Associate Professor, Botany and Plant Pathology
KEYWORDS: Bioinformatics, Functional Genomics, Promoter Architecture, Gene Expression, RNA processing, Alternative Splicing, RNA Binding Proteins, Arabidopsis thaliana, Brachypodium distachyon, Flowering Time, Circadian Clock
Promoter Architecture and Genomic Control of Gene Expression. The genome interacts with the environment in the regulation of transcription, and changes in promoter architecture play a role in phenotypic variation observed between and within species. Computational methods will be employed to identify DNA motifs (ie. transcription-factor binding sites) in the regulatory sequences upstream of co-expressed/co-regulated genes in Arabidopsis and other plant species with completed genome sequences, including rice and poplar.

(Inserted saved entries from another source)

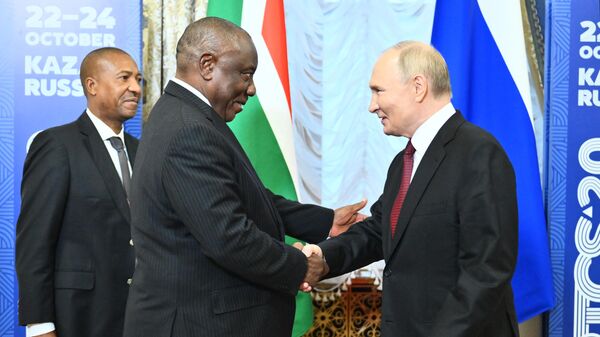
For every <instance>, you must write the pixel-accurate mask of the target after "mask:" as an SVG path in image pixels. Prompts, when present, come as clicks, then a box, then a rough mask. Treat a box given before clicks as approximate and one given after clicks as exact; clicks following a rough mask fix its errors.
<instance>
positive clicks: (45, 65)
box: [0, 0, 142, 337]
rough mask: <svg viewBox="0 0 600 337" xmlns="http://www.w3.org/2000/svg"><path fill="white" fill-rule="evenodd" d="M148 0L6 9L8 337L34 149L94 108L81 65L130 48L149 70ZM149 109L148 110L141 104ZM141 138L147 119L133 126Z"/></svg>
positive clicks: (0, 109) (15, 296)
mask: <svg viewBox="0 0 600 337" xmlns="http://www.w3.org/2000/svg"><path fill="white" fill-rule="evenodd" d="M141 11H142V5H141V0H121V1H117V0H77V1H75V0H68V1H67V0H60V1H59V0H54V1H48V0H9V1H3V2H2V4H1V5H0V22H2V29H1V30H0V48H3V49H4V50H3V51H2V53H0V137H1V139H2V141H1V142H0V177H1V178H0V213H1V214H0V336H2V337H4V336H23V335H24V334H23V329H22V328H18V327H17V314H16V313H17V299H18V289H17V282H16V276H15V272H14V248H15V247H14V242H15V237H14V236H15V222H16V219H17V217H18V212H19V207H20V204H19V200H20V196H19V194H20V183H21V175H22V169H23V161H24V160H25V154H26V147H27V144H28V142H29V141H30V140H31V138H32V136H33V135H35V134H36V133H37V132H38V131H41V130H44V129H47V128H49V127H52V126H56V125H60V124H64V123H67V122H70V121H72V120H74V119H76V118H77V117H78V116H79V115H80V114H81V113H82V112H83V111H84V110H85V108H86V105H85V98H84V97H83V90H82V87H81V83H80V81H79V65H80V63H81V60H82V59H83V57H84V56H85V55H86V54H87V53H88V52H90V51H91V50H93V49H96V48H100V47H104V46H115V47H118V48H121V49H124V50H125V51H127V52H128V53H130V54H131V56H132V57H133V58H134V59H135V61H136V62H137V64H138V66H139V67H140V69H141V66H142V64H141V50H142V49H141V47H142V43H141V21H142V19H141V14H142V12H141ZM140 108H141V106H140ZM126 129H127V131H129V132H130V133H131V134H133V135H134V136H137V137H139V136H140V133H141V113H139V112H138V115H137V116H136V118H134V119H132V120H130V121H129V122H127V124H126Z"/></svg>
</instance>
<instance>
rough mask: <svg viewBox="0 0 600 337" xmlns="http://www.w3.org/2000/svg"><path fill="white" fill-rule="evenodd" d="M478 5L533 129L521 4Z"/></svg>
mask: <svg viewBox="0 0 600 337" xmlns="http://www.w3.org/2000/svg"><path fill="white" fill-rule="evenodd" d="M478 3H479V8H481V14H482V15H483V18H484V19H485V22H486V23H487V26H488V28H489V29H490V32H491V33H492V36H493V37H494V40H495V41H496V44H497V45H498V49H500V53H501V54H502V58H503V59H504V62H505V63H506V66H507V67H508V70H509V72H510V75H511V76H512V78H513V80H514V81H515V84H516V86H517V88H518V89H519V93H520V94H521V98H522V99H523V102H524V103H525V107H526V108H527V113H528V114H529V120H530V121H531V126H532V127H533V108H532V103H531V85H530V82H529V70H528V69H529V66H528V64H527V53H526V51H525V37H524V34H523V21H522V18H521V4H520V1H519V0H508V1H498V0H478Z"/></svg>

Molecular, genetic and biochemical approaches will be used to validate the computational predictions, identify interacting transcription factors, and further dissect the transcriptional networks.
Brachypodium distachyon, an experimental model for cereal genomics. Brachypodium distachyon (Brachypodium.org) is a grass species related to the major cereal grain species wheat, barley, oats, maize, rice, rye, sorghum, and millet. It has many qualities that make it an excellent model organism for functional genomics research in temperate grasses and cereals, and dedicated biofuel crops such as Switchgrass. These attributes include small genome (~300-320Mbp) diploid accessions, a series of polyploid accessions, a small physical stature, self-fertility, a short lifecycle, simple growth requirements, and an efficient transformation system. We will work towards developing genomic, genetic, and bioinformatics resources for Brachypodium and use these tools to facilitate study of flowering time control in grasses.